Hack Like a Pro: How to Build Your Own Exploits, Part 2 (Writing a Simple Buffer Overflow in C)

The third printf got truncated. The end should read "systemcommand -place);"

Wow, This can't be that simple! Lol
Great tutorial.

I'm curious to learn more. I guess one of the next difficulty would be to find out how many bytes you have to fill in order to reach the command part of the memory.

Damo:

You are right, it is not that simple. This was designed to demonstrate the principle of buffer overflows. I wrote the C in a way that it could be overflowed easily. Things aren't that simple in the real world.

As we progress through this series, I will show how to do this in the real world.

OTW

that is a pretty nice tip! Thanks for that :D

Nice tutorial thanks.But i can't understand why it doesnt work on other Linux systems like Ubuntu?

Hi,

I did this on Kubuntu and it works just fine for me. What goes wrong for you ?

There should be no reason this doesn't work on other Linux systems as far as I know, it's just compiling a c program and inputting via the command line. What errors are you getting? Also I apologise to cracker if I seem rude, but as otw said it's not a script, it's a pretty important distinction, this is a program with direct access to memory which is why this overflow can happen, in a scripting language there is bounds checking done for you by the interpreter. I believe this to be true, my apologies if not i am extremely tired from revision, unfortunately have lots of software engineering slides to read instead i'm sat looking at null byte again lol

Ah sorry Brian, just seen your post explaining it.
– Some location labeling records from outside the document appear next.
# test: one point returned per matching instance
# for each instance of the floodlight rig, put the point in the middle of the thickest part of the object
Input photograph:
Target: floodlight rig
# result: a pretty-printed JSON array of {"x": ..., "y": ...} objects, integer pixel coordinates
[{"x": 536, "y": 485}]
I've figured out why it wasnt working.That's because my memory space was 32 bytes.Now when i type 32 letters before cat command it works perfectly.But i'm wondering why the space is different?Maybe because of 64 bit system ?

Here is my source code :

http://pastebin.com/2rDSBD9C

place is a char which takes 8 bits in most systems arbitrary of the register size . Please paste the output of the following program, in order to further debug this strange behavior.

#include <stdio.h>
#include <limits.h>

int main(void)
{
printf("Number of bits in a Char: %d\n " , CHAR_BIT);
printf("Minimum value of a Char: %d\n " , CHAR_MIN);
printf("Maximum Value in a Char: %d\n " , CHAR_MAX);
return 0;
}_

This is my first post in this great arena of knowledge. Seriously hats off to the initiative. I would strongly recommend anyone who is interested in computers not only hacking or tweaking, because in order to tweak a system we must first know the system. And this place defines every concept of computer science very minutely. All in a a great experience for an open minded learner.
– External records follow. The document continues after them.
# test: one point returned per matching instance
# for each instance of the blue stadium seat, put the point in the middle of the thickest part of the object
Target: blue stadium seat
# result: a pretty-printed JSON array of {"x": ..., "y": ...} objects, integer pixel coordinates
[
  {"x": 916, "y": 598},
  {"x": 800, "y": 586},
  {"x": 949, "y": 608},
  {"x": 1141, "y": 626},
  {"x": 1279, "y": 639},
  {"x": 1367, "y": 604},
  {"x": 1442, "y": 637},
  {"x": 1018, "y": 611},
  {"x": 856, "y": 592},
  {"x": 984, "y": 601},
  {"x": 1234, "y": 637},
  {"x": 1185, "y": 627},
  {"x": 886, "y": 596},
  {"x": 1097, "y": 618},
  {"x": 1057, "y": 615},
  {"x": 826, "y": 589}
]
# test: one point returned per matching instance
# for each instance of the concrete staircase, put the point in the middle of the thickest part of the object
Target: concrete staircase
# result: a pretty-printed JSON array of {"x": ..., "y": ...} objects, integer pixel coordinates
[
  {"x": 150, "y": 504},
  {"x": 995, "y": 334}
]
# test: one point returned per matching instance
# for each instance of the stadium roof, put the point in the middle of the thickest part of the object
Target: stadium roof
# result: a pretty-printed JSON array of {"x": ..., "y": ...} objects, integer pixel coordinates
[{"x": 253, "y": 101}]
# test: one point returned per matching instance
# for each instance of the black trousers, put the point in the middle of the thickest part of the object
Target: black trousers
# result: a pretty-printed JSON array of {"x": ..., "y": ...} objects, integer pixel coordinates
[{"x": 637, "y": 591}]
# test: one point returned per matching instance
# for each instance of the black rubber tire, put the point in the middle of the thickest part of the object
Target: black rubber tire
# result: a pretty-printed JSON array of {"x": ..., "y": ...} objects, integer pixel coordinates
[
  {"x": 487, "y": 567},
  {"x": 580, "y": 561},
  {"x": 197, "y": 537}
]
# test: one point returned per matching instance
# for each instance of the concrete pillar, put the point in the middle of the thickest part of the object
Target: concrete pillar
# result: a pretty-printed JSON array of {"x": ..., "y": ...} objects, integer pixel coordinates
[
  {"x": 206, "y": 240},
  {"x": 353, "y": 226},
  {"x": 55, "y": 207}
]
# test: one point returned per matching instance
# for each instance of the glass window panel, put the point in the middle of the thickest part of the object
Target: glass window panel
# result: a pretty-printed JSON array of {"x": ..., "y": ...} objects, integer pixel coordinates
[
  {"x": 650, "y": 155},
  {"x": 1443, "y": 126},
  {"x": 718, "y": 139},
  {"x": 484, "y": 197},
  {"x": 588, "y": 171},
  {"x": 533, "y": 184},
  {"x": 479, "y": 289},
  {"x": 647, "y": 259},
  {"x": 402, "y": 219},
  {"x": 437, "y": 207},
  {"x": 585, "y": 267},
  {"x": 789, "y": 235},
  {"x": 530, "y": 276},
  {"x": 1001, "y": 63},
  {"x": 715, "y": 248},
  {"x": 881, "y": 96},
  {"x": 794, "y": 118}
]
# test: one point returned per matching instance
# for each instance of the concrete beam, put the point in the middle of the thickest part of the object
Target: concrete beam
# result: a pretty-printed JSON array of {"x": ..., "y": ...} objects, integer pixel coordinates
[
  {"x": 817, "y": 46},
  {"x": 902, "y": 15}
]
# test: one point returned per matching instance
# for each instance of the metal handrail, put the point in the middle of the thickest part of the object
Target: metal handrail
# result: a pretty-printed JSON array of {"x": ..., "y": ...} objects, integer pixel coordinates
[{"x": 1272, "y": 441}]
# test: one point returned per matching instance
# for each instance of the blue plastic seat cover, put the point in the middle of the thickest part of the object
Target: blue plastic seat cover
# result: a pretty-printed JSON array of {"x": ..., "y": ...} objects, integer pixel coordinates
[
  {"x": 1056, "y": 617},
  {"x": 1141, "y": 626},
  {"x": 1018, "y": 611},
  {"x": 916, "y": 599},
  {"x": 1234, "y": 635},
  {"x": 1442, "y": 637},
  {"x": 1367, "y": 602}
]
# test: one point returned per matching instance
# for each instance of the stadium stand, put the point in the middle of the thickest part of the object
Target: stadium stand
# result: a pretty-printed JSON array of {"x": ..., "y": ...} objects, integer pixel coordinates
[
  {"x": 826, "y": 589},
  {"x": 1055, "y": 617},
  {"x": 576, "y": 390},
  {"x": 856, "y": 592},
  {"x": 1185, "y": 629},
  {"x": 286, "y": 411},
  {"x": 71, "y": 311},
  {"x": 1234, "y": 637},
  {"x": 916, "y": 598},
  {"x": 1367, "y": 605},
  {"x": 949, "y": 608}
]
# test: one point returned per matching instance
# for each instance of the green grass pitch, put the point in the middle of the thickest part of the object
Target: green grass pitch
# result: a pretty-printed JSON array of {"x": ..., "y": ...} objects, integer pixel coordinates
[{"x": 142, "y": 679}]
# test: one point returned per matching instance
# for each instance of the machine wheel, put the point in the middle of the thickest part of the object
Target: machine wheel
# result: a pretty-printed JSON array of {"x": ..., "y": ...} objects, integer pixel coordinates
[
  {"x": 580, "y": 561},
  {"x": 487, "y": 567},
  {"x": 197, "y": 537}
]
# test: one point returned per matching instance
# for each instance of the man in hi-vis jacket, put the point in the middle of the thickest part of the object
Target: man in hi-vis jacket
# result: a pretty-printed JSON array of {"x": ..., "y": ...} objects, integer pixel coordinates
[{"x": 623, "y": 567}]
Looking forward to follow this forum of knowledge very closely.

Thank you for sharing.

P.S I don't know why my underscore was omitted when I posted it the first time around. Please guide me to a tutorial on the text editor which the site uses. For now, lesson learned we need to use double underscore inorder to post a underscore in this editor.

Sorry, should have posted it as reply to Mr. Cyber's Post above. Pardon me if I caused any confusion.

Hi there,
I also have a spacing value of 32, here is the code and result :

Then with the overflow :

I typed a lots a whitespaces then "echo still Nullbyte !" and we see as expected that the systemcommand variable is filled with whitespaces (discarded by the shell) and my command which is executed by the shell as we wanted. Nothing new, just the illustration of the whitespaces trick.

Edit: off topic, but there is an error in my code: my main should be declared as int if I return 0. Or as void without returning anything.

Hi.Thank you for your assistance.Here is the output of above program on my system :

Number of bits in a Char: 8
Minimum value of a Char: -128
Maximum Value in a Char: 127

Same here for the code RND provided. And we can check for the size of "place" and "systemcommand" variables with the function sizeof() which gives me 8 bits in both cases. So I'm not sure why I have a 32 spacing value...

Is there anyway to get access to the shadow file, so that I can simulate the overflow like in the example above?

Thanos:

Welcome to Null Byte!

I'm not sure what you are asking. Are you asking whether there are techniques to get to the /etc/shadow file like this buffer overflow? The answer is yes. There are many ways, but obviously the easiest and most direct would be to escalate privileges to root.

OTW

I guess what I'm trying to say is where did you get the shadow file?

We overflowed the memory area and executed the command "cat /etc/shadow".

Thanks, I was able to find the shadow file and buffer over flow it. My c program was on the desktop instead of in the root where the shadow file is located.

Thanos :

It doesn't matter where the actual program is located,in the example above we are accessing the file directly via buffer overflow with root privileges.If you try this without root privileges you will see "Permission denied" error.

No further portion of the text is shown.